A ma façon, je milite pour la même chose, un rapprochement sincère (et au fond, si normal) de nos pays et de nos peuples déchirés par les heurts de l'Histoire. Sur un plan individuel nous pouvons faire beaucoup, et peut-être aller plus loin que l'incapacité des Etats, et leur engluement dans les tares de la politique…..

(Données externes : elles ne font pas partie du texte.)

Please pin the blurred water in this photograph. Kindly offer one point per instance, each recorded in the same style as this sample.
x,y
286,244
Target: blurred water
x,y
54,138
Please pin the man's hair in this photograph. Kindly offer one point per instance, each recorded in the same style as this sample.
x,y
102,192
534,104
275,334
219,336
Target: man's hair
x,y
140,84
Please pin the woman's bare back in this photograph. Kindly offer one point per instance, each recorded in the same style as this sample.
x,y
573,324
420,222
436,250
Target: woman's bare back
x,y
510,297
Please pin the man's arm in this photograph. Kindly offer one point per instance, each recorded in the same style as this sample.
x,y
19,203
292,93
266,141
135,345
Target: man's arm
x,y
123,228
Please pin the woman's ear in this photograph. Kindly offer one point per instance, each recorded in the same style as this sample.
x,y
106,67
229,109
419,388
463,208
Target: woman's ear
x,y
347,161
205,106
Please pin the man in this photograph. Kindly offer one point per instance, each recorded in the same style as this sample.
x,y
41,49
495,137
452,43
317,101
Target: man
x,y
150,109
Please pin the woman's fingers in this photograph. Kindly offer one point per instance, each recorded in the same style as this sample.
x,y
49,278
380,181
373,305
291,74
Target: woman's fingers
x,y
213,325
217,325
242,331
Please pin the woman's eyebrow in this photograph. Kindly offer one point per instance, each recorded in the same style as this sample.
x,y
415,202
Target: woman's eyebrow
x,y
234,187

Plaidoirie pour une réconciliation,
Les plaies se traitent
L’Histoire, fidèle à elle même et comme elle le fait souvent, nous rattrape au moment où l’on s’y attend le moins. Qu’importe la détermination, les élans passionnels, les attitudes et les comportements conjoncturels ou intéressés des uns et des autres. Ils peuvent à la limite, découler d’un état second et réversible. Qu’importe aussi l’inimitié et l’hostilité aujourd’hui plus ou moins atténuées mais qui continuent à peser, négativement, sur des relations devenues après un détour de l’Histoire, superbement distantes, comme si nous nous sommes jamais connus ou vécu un segment de notre existence ensemble. D’aucuns n’avaient oublié le bon voisinage et la courtoisie qui étaient au fort de nos attaches d’habitants tolérants d’une même ville, d’un même quartier, d’une même rue ou d’une même école et classe. La mitoyenneté pacifique s’était toujours complétée par une amabilité spontanément affichée.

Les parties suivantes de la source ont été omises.